По субботам и в праздничные дни, когда той же религией воспрещалось и ездить, и носить, меня сопровождал в гимназию, неся под мышкой мой ранец, наш артельщик Сергей. По Маросейке и Ильинке мы пересекали Кремль через Спасские и Боровицкие ворота и выходили на Волхонку к Храму Христа Спасителя, против которого и помещалась 1-ая гимназия. Добродушный блондин с открытым русским лицом, Сергей был не слишком речист, но охотно откликался на тысячу моих вопросов. Давно уже осев в Москве, он вошел в артель, то есть стал участником коллектива, материально несшего ответственность за деяния своих сочленов. Интересы "лавки" и нашей семьи Сергей принимал близко к сердцу. Сначала он называл отца барином, потом перешел на имя отчество - Вениамин Владимирович. По окончании субботних занятий Сергей уносил ранец, неизменно доставляя мне при этом огорчение: школьники, свои и чужие, не упускали случая подразнить гимназиста, которого сопровождает "нянька".
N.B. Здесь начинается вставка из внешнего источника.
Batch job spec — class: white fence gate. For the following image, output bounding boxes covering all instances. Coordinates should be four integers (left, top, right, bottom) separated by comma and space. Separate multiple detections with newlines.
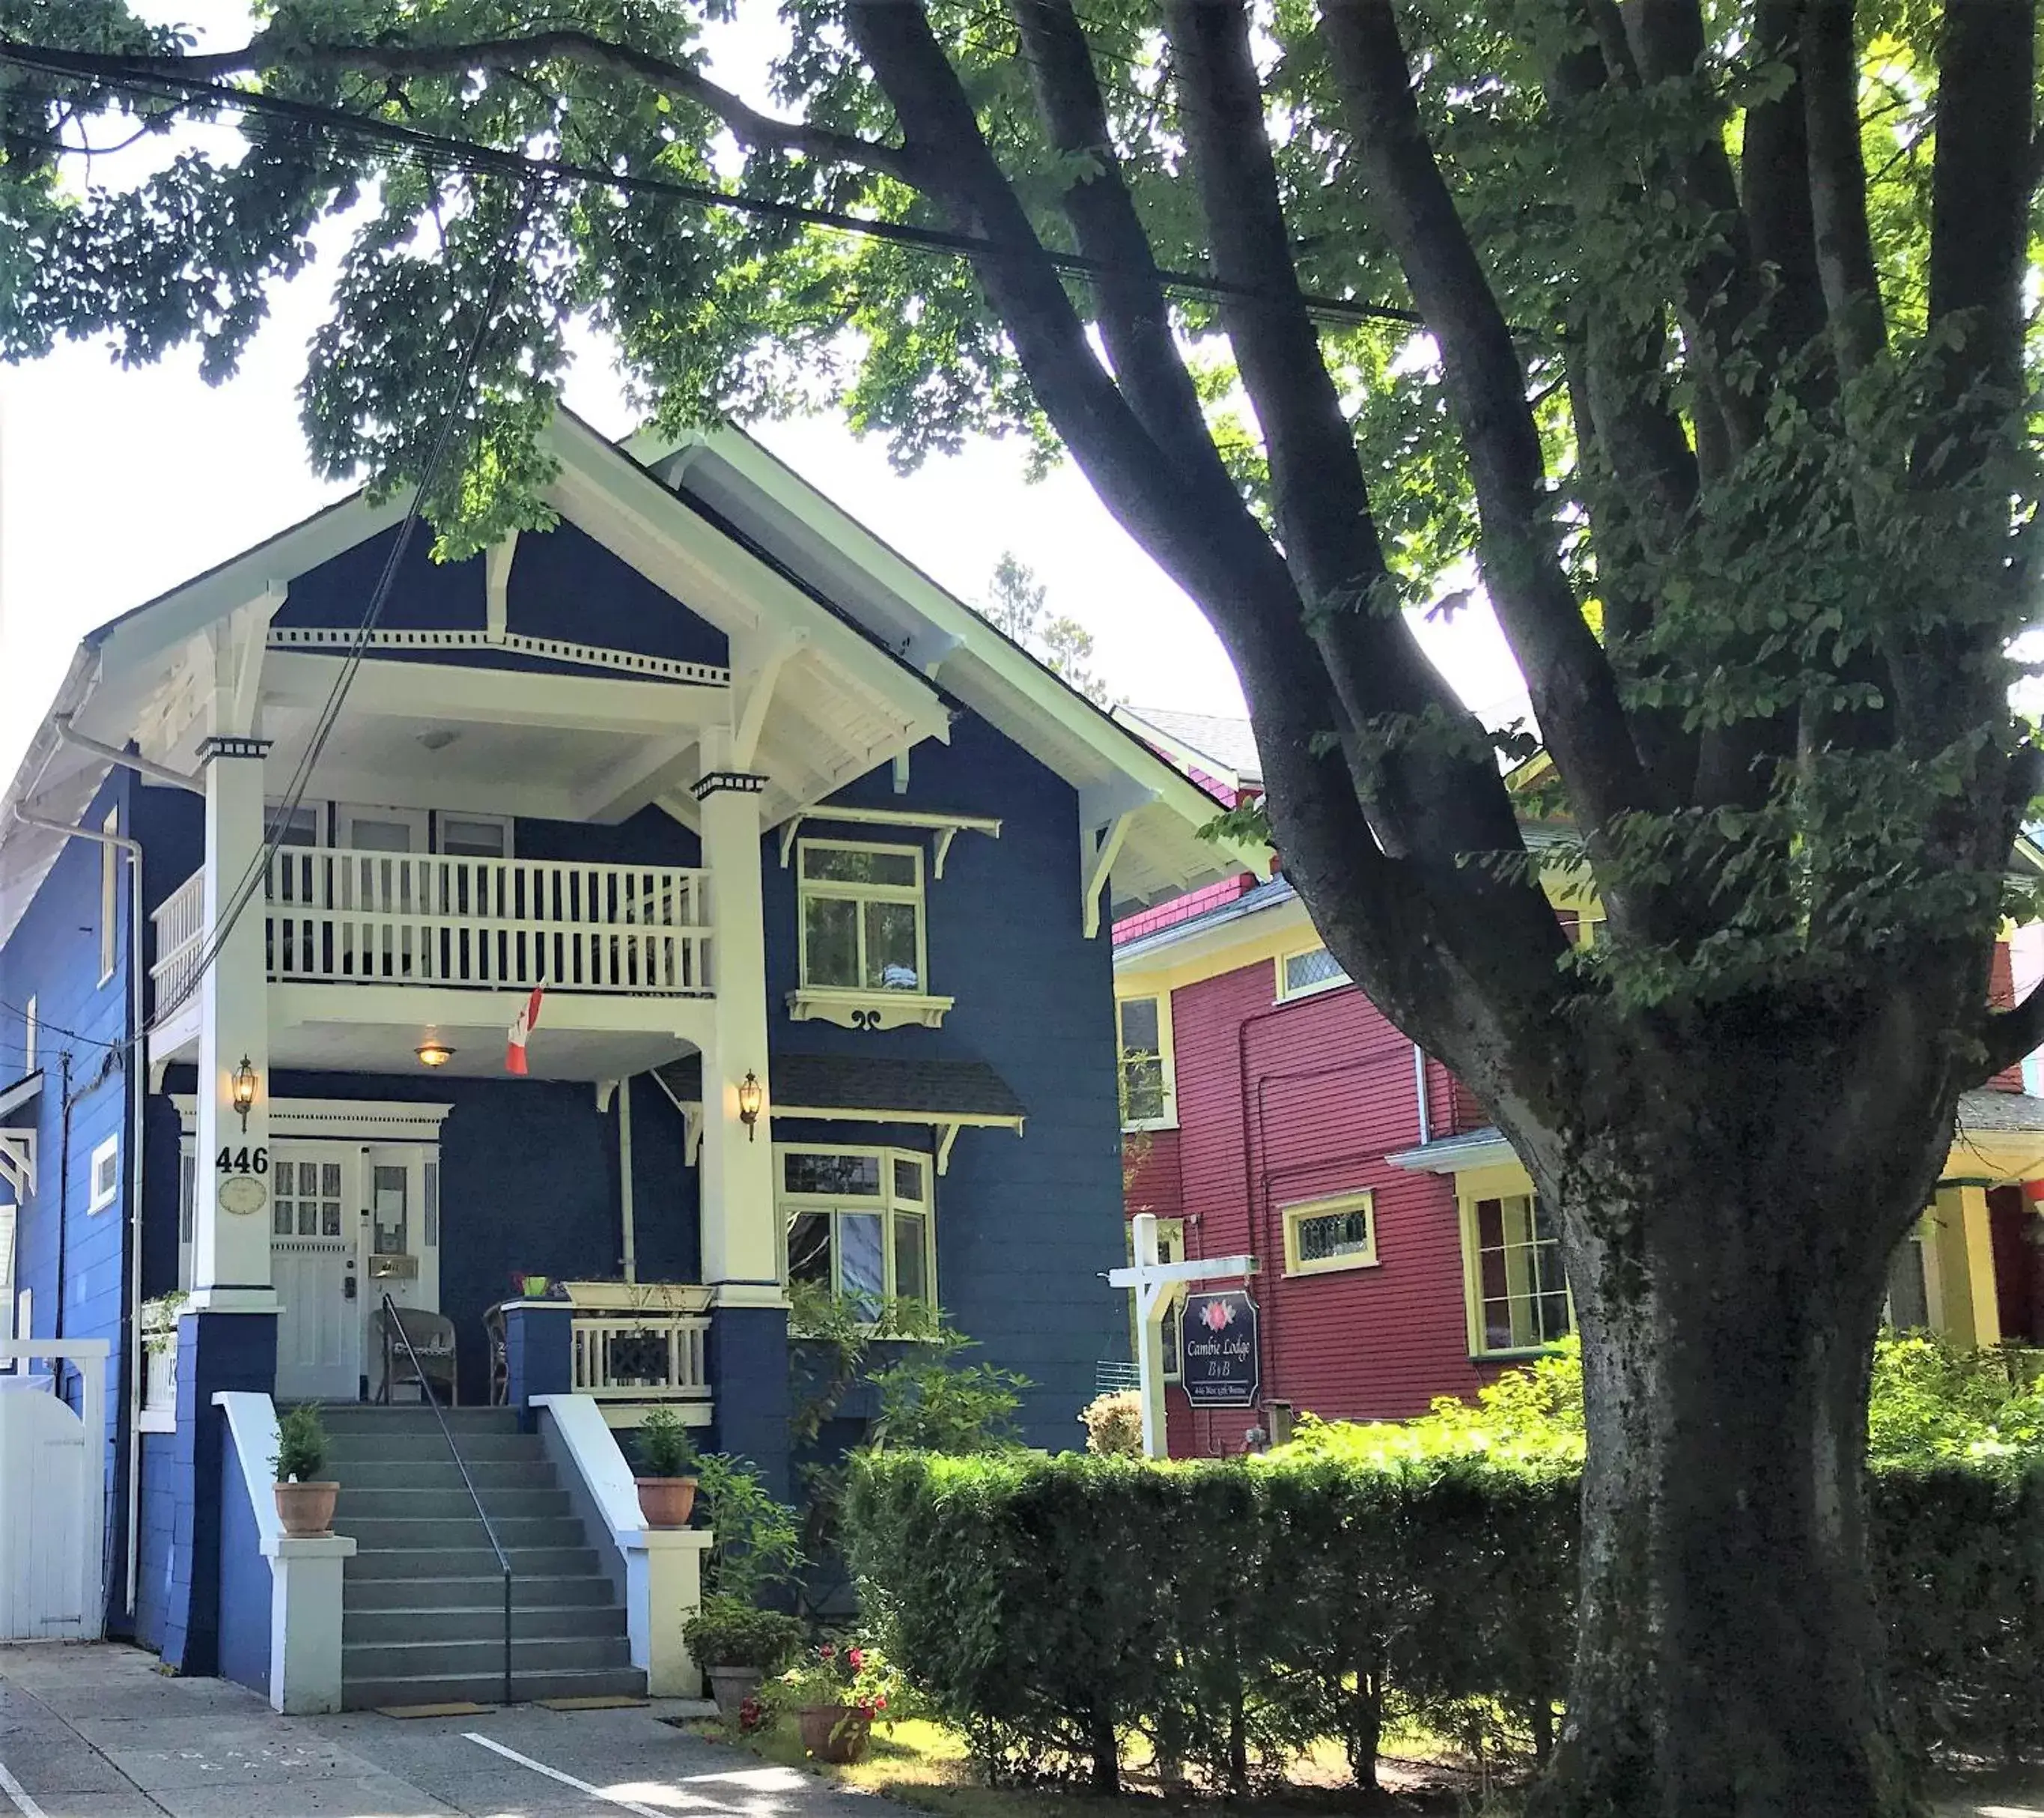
0, 1340, 107, 1641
Следование религиозным предписаниям продолжалось, примерно, лет до шестнадцати, когда сразу всё исчезло: и обязательная молитва по утрам, и ношение ранца Сергеем по субботам, и многое другое. Не могу сказать, как это произошло, но произошло сразу и без особых треволнений. Это совпало по времени с моим переходом в 7-ой класс и поездкой к родным в Волковыск и Сувалки. В Сувалках я захворал брюшным тифом. Одновременно прочел "Братьев Карамазовых" и осознал свое безверие. Отвергнутая дома, в семье, проблема религиозной веры подстерегала меня, однако, в другом месте и в другом аспекте - в товарищеском окружении.
2
В первые годы я ходил в гимназию, как ходят на службу - по обязанности, так как нельзя было не ходить. В классе было, конечно, интереснее чем дома: необычно, шумно, можно было в перемену шалить, возиться. Я был очень - даже чрезмерно - подвижным и впечатлительным. В каждом классе нашей гимназии было два отделения: нормальное и параллельное. В младших классах не было худших врагов, чем "нормашки" для "паралешек" и обратно. Во время большой перемены для завтрака устраивались иногда общие "бои" - отделение шло на отделение, "стеной". Не все 40 человек в классе участвовали в драке, но человек 15 любителей набиралось и тут, и там. Я был в их числе.